Not far past the highest campground on the norther circuit of the Byway is a small road leading off the the Kiger Gorge Overlook. Take it! Like many other Great Basin ranges, the Steens were subject to glaciation and being more northerly, the range was impacted more than others. Kiger Gorge is of the most impressive examples of glaciation you will find. The view from up here - 8,920 feet high - is much easier than a similar view you get of Lamoille Canyon in the Ruby Mountains of Nevada further south near Elko where you have to walk up. Here, at Kiger Gorge, a huge glacier once filled the valley cutting a thousand foot deep U-shaped gorge over a mile wide. There are other glacial gorges found atop Steens Mountain that you will see along the Byway but none actually reached the eastern edge of the mountain block like here at Kiger Gorge. In fact, the glacier chipped away at the crest a bit as you can see by looking across the way at the Kiger Notch. This is one of the most beautiful spots on Steens Mountain so savor it.
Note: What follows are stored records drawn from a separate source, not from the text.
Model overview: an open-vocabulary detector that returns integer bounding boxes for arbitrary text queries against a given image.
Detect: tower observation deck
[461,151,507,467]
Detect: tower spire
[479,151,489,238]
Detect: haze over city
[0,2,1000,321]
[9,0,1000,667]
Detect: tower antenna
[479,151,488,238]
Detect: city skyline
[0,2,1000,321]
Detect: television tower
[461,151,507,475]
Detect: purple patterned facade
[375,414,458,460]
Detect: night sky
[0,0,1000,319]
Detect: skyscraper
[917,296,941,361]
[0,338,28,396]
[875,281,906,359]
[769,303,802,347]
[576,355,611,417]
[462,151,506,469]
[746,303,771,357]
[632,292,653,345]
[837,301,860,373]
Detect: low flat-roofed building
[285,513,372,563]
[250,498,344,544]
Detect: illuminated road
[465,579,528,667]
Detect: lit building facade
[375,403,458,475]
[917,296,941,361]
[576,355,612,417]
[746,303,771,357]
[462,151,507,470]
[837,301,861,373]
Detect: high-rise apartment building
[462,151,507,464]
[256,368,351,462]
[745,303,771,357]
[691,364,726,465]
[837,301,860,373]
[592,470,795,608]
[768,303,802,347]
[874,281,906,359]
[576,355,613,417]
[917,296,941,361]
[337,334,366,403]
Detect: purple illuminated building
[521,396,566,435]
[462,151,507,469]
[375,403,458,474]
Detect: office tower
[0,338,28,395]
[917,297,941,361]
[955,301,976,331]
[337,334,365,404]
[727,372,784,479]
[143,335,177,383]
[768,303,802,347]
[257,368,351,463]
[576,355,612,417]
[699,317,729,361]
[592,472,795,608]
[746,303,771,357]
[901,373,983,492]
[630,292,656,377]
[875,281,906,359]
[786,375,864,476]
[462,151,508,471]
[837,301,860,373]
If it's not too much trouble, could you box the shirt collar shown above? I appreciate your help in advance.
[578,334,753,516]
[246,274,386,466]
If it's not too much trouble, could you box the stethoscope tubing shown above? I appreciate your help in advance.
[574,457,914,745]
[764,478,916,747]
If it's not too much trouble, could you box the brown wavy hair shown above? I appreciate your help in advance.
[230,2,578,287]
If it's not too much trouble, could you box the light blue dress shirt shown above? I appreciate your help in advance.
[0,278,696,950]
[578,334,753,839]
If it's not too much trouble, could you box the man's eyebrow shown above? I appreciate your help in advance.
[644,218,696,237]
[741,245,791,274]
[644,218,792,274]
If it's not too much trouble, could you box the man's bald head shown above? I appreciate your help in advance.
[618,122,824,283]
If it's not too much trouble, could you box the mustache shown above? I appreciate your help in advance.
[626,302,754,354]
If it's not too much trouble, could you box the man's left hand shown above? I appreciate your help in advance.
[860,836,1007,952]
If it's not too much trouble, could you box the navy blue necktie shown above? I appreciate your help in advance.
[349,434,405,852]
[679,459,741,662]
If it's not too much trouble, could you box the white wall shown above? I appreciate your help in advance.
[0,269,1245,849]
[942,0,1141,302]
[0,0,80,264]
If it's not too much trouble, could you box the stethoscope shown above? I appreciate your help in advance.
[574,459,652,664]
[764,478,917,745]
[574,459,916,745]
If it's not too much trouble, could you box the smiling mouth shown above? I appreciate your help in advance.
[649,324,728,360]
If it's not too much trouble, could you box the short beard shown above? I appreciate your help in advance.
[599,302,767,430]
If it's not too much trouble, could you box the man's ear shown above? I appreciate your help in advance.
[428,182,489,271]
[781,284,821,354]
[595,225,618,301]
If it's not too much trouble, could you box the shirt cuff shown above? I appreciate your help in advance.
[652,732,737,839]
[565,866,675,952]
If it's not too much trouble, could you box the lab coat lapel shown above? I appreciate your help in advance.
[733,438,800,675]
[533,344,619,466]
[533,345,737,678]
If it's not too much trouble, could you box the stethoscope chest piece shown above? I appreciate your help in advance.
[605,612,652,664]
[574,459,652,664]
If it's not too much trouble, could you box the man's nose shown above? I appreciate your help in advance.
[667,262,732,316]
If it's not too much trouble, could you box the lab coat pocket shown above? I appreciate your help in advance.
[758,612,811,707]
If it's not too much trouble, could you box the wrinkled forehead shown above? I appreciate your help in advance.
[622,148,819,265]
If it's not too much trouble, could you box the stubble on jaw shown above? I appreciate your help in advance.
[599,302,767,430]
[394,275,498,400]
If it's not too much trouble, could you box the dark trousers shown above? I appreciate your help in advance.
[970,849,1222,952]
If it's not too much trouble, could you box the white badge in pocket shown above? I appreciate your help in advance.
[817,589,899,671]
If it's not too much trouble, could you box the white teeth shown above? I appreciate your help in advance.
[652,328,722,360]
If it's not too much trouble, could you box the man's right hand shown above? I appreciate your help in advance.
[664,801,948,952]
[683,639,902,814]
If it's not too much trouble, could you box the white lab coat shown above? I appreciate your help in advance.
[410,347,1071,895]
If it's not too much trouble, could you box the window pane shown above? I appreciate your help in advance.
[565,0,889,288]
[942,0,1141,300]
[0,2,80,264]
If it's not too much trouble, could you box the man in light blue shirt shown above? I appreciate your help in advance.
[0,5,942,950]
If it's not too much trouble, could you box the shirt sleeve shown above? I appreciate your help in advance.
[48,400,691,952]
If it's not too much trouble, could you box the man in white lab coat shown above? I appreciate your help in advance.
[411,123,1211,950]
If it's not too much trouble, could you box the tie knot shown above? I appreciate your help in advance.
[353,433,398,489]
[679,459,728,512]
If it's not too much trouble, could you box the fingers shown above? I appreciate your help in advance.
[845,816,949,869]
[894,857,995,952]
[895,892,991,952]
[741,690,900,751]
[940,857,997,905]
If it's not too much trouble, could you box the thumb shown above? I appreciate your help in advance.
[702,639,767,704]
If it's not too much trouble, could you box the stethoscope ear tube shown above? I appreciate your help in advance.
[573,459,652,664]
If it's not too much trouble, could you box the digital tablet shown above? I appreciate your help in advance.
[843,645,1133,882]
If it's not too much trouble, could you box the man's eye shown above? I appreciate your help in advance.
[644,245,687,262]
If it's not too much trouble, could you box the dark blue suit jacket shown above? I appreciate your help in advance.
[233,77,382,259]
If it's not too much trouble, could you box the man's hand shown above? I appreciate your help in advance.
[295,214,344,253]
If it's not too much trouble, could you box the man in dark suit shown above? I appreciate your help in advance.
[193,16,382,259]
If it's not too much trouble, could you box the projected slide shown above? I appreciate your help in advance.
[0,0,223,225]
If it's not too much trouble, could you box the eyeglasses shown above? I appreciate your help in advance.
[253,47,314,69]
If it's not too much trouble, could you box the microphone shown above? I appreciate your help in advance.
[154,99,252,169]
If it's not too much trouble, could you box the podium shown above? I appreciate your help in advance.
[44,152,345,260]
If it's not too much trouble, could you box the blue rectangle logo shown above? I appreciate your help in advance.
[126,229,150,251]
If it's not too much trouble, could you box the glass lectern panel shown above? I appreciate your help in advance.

It reminded me of when I was top the Amphitheater or South Peak along the South Africa-Lesotho border with only the bark of an upset baboon missing.
Steens Mountain - it is singular and not plural - is a magnificent example of a Great Basin fault-block range with a gentler rising western side and a dramatic cliffside to the east where it drops off over 5,000 feet in just three horizontal miles. Unlike other Great Basin mountains, however, here access to the top is given to the many by way of the gravel Steens Mountain Byway which loops over the mountain top during the course of its 66 miles. The other ranges, you have to walk up. The northern part of the circuit - from Frenchglen to the Summit road - is an easy gravel road -speed limit 35 mph. Looking up from the Frenchglen Hotel, you could tell the course of the road by the many dust plumes rising into the air. Three of the four campgrounds are found along the northern section: Page Springs, Fish Lake and Jackman Springs - as are most oft he official lookouts. The southern section of the loop is much steeper and rutted enough to make problems for vehicles with low ground clearance. Wilderness purists hate the Steens Byway, but it is what it is. The road attains the highest point in Oregon reachable by automobile in Oregon at 9,730 feet at the East Rim lookout - the true summit is only reachable by foot. There are several gates you pass through on your way up the mountain that close as the winter snows encroach. Driving along the crest of the mountain brought back memories of other fault-blocks I have hiked atop: theDrakensberg, Lesotho, the Ruby Mountains, ro the South Warners (the Snake Range in Great Basin National Park is not quite your typical Great Basin fault-block range).